Can the Colts turn Collins into a game manager and expect to win games with their defense? Do you know who the Colts' defensive tackles are? Fili Moala and Antonio Johnson. Know the names of the starting cornerbacks? Jacob Lacey and Jerraud Powers. You'd be hard pressed to find a worse pair of duos that anchor a team's rushing and passing defense. The Colts were 0-5 in games where they trailed after the first quarter and 7-0 in games where they led after the first quarter. In the other four games, Indianapolis was winning by halftime in three, and won all of them, but lost the fourth game. The Colts model is to pass early and often, gain a lead, and play to the defense's strengths: namely, rushing the passer. But if the Colts are forced to have their run defense take center stage, and can't help the cornerbacks by playing in obvious passing downs, the defense is going to look much, much worse in 2011.

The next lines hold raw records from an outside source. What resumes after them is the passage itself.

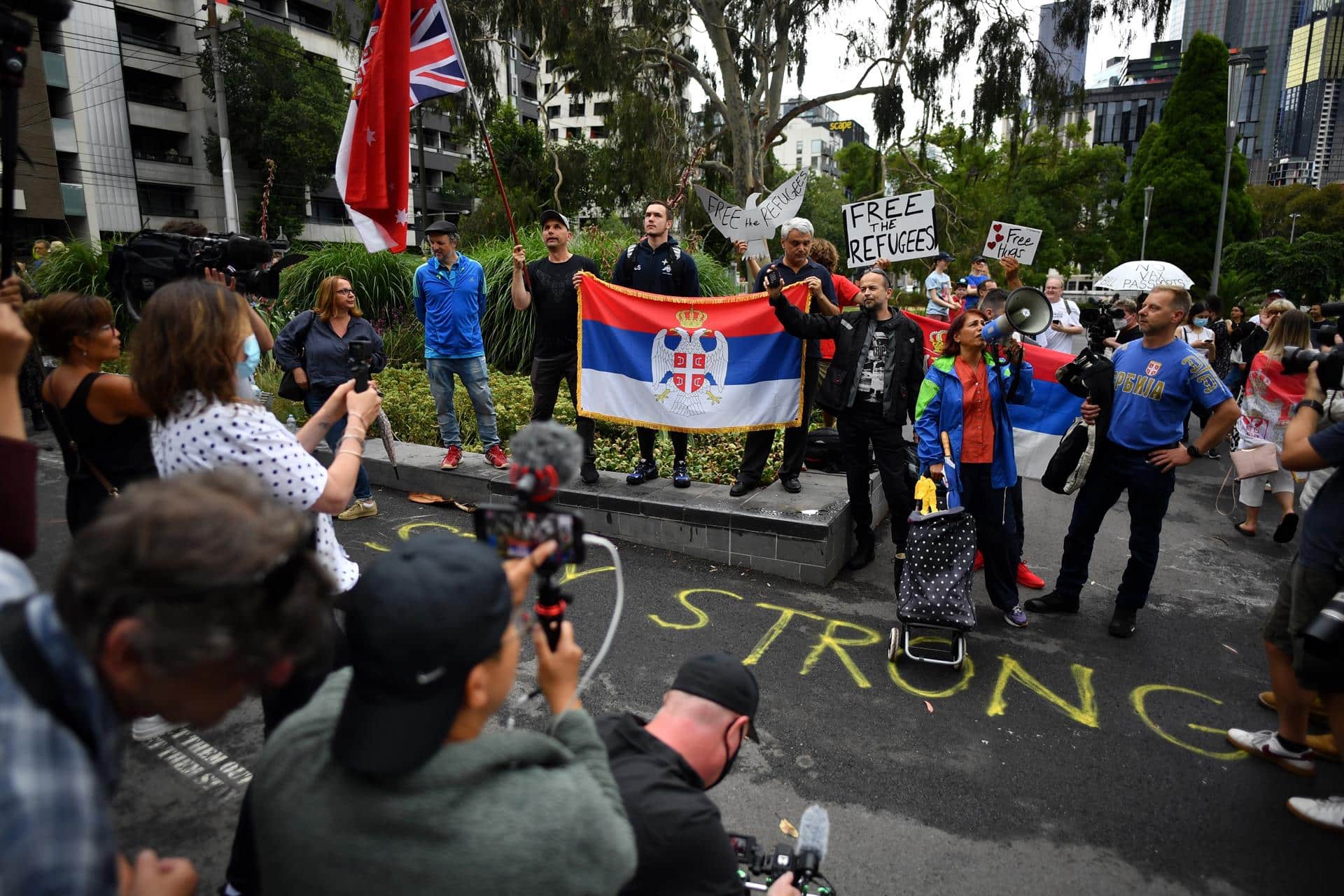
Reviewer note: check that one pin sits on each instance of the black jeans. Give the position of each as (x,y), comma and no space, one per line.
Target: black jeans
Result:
(757,450)
(1114,470)
(547,375)
(647,438)
(996,531)
(277,706)
(858,428)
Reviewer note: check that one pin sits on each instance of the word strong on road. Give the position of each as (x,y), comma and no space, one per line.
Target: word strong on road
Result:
(892,227)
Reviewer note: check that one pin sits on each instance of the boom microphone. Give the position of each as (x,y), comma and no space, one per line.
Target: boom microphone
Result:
(545,454)
(813,836)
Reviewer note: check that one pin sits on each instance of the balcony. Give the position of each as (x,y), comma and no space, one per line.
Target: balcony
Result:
(54,66)
(71,198)
(171,156)
(162,99)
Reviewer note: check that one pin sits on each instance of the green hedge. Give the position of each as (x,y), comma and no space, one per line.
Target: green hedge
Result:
(410,410)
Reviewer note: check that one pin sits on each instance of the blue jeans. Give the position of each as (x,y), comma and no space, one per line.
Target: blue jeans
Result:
(475,378)
(314,400)
(1113,470)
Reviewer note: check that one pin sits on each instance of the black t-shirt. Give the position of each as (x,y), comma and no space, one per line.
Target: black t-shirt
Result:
(1129,335)
(678,832)
(556,305)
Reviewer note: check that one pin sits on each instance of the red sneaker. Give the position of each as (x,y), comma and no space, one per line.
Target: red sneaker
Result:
(1028,580)
(496,457)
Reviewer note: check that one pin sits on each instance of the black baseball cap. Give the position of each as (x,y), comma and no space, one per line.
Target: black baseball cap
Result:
(722,679)
(417,622)
(550,214)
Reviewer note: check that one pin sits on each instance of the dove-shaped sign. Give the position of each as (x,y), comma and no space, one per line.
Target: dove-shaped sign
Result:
(756,223)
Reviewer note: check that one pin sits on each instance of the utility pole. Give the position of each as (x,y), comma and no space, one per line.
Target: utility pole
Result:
(420,163)
(226,160)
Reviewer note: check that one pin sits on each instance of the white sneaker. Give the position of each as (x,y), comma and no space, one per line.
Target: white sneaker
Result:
(1324,813)
(151,727)
(1266,746)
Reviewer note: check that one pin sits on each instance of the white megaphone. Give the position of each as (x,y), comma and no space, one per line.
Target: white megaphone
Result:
(1027,312)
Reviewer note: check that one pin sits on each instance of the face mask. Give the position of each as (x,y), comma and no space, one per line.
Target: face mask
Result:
(245,368)
(727,766)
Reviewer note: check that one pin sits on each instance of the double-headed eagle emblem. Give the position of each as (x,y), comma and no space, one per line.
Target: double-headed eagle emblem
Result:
(687,377)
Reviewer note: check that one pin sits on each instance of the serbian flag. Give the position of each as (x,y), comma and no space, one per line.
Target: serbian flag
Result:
(689,365)
(1037,426)
(410,57)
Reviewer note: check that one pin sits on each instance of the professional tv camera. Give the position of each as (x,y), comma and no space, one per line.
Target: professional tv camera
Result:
(804,862)
(155,257)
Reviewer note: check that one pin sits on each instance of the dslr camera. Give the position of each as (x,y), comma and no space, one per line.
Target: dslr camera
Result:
(153,257)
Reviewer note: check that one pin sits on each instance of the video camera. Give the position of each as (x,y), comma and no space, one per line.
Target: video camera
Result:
(806,862)
(155,257)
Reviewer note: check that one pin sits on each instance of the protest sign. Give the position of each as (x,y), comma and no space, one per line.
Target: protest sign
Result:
(1011,241)
(755,223)
(892,227)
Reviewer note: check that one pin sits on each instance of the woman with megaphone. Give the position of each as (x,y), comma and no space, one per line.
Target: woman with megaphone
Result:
(965,394)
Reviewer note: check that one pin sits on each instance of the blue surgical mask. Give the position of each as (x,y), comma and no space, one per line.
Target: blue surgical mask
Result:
(245,368)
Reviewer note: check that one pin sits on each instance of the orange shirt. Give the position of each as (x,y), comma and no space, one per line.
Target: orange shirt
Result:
(977,422)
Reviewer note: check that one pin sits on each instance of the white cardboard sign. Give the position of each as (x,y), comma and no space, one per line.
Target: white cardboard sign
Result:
(1012,241)
(756,223)
(892,227)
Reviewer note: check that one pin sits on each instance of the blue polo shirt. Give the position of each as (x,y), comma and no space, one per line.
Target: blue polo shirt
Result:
(1155,391)
(451,304)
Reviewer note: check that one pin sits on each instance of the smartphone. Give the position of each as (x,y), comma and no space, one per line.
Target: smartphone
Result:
(515,532)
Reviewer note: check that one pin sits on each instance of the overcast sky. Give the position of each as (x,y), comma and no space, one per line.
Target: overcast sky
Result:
(827,45)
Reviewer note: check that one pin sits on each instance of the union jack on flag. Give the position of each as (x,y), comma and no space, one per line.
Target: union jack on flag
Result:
(410,57)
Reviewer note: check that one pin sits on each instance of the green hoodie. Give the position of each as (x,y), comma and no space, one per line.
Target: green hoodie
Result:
(511,812)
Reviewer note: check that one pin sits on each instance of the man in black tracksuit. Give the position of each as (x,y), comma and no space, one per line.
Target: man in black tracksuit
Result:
(657,265)
(872,388)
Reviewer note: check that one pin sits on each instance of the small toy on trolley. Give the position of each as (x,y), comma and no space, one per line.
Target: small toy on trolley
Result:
(934,603)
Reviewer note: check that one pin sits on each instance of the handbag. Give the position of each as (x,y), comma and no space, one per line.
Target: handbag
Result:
(289,387)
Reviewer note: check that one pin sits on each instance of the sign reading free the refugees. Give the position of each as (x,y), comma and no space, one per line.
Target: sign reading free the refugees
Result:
(891,227)
(1012,241)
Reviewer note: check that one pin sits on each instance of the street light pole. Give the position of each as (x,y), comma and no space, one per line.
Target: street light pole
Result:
(1148,207)
(1236,81)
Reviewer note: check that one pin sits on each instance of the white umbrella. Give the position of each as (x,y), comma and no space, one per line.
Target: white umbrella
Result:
(1140,277)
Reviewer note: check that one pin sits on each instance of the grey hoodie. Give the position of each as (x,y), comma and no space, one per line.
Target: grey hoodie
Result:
(512,812)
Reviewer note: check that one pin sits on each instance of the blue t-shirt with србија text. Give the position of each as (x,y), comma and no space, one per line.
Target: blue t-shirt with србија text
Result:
(1155,390)
(1322,543)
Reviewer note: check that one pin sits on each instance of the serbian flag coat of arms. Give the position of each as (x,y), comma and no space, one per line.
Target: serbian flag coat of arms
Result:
(689,365)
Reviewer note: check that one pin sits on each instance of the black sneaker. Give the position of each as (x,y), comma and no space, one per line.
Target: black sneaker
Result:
(680,475)
(643,472)
(1053,602)
(1123,622)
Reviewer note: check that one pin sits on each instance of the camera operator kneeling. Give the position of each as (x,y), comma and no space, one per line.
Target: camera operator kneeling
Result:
(663,769)
(152,613)
(388,780)
(1304,645)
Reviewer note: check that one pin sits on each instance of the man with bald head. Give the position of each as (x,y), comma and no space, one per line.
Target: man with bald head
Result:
(663,767)
(872,387)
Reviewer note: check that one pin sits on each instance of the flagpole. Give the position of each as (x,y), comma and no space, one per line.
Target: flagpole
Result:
(486,133)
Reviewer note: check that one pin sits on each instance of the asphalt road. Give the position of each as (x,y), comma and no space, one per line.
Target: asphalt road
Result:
(1059,761)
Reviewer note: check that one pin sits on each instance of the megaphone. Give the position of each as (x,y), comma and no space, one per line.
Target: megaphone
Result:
(1027,312)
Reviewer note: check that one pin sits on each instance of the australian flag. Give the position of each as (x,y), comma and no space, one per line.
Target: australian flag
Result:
(412,55)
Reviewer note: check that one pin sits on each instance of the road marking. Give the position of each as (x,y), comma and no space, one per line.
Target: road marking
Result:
(207,767)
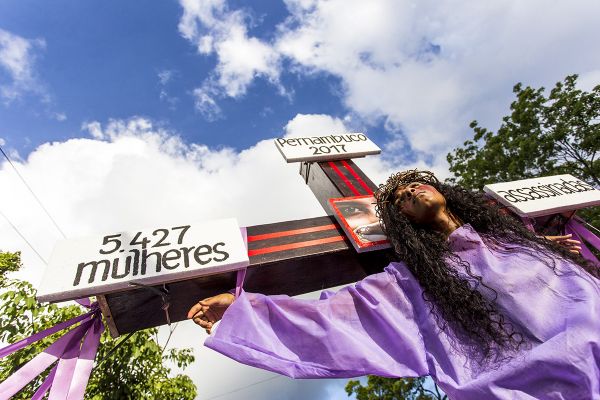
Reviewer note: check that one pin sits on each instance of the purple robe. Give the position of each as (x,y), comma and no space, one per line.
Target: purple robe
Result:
(382,326)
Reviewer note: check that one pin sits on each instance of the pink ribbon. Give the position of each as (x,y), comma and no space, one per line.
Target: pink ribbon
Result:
(70,375)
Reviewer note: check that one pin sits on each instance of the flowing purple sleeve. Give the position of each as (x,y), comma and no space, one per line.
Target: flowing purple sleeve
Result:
(367,328)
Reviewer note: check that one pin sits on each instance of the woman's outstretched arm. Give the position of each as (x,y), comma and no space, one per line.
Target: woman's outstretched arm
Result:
(367,328)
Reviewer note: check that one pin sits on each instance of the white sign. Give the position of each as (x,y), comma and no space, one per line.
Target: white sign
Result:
(330,147)
(98,265)
(546,195)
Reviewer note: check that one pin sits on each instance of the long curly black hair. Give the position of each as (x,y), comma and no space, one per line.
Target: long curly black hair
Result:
(455,300)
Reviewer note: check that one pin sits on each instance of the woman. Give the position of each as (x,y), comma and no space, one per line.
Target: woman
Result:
(484,306)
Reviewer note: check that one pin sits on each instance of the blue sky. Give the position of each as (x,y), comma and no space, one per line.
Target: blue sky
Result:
(114,59)
(124,114)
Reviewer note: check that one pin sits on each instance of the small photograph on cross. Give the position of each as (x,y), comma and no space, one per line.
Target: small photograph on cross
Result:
(357,217)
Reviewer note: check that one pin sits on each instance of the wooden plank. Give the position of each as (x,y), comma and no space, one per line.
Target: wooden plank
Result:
(291,257)
(291,271)
(334,179)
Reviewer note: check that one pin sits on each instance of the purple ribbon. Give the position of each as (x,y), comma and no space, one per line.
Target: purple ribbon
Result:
(70,375)
(39,363)
(39,394)
(40,335)
(581,233)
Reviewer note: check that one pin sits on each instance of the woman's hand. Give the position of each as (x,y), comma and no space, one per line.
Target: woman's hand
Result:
(210,310)
(574,246)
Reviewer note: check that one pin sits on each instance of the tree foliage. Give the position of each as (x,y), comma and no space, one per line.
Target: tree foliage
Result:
(134,370)
(379,388)
(545,134)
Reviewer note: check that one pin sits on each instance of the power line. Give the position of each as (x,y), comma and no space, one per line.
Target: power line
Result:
(23,237)
(32,193)
(243,387)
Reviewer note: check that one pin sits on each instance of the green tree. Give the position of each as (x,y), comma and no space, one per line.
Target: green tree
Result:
(545,134)
(134,370)
(379,388)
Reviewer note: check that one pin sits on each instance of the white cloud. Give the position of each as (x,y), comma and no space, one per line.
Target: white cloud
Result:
(165,76)
(427,68)
(59,116)
(134,173)
(213,28)
(17,59)
(205,101)
(589,80)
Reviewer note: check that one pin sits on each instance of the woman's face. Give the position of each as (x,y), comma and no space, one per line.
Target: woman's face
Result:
(419,202)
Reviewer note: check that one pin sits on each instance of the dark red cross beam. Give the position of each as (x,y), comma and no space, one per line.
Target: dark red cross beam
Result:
(291,257)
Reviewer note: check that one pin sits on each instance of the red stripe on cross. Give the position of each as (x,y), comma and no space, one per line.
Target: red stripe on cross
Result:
(357,177)
(291,232)
(344,179)
(292,246)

Which brings me to the point: the Colts aren't now going to try to win with defense, because the defense isn't built that way. Indianapolis won't try to win by running, because the offense isn't built that way. The Colts are going to try to plug and play, essentially keeping the high-octane, aerial attack that tries to get leads early, but by deploying Kerry Collins in lieu of Peyton Manning. That is a recipe for disaster.

In 2009, the Colts set a record for the largest disparity between passing and rushing first downs. Last year, they actually passed for 12 more first downs than they did the year before. Indianapolis is built around a lethal passing attack; Kerry Collins is going to kill the passing attack. Building a team around an almost 39-year-old recently retired quarterback who has two weeks of training is a train wreck waiting to happen. I'd be shocked if he doesn't miss at least a few games this season, and the Colts will be even worse when he's out.

The Colts won't pass effectively. They won't run effectively. When those things happen, the defense will be more exposed than ever. And after an ugly start, I think the most talented veterans on the team will lose their motivation. The Colts could very well bottom out to 3-13. It's not about how good Peyton Manning is, or how valuable he is; it's about how the team was built around him. Peyton Manning isn't the straw that stirs the drinks. He's the glass that holds the drink. Without him, Indy is going to be a wet mess.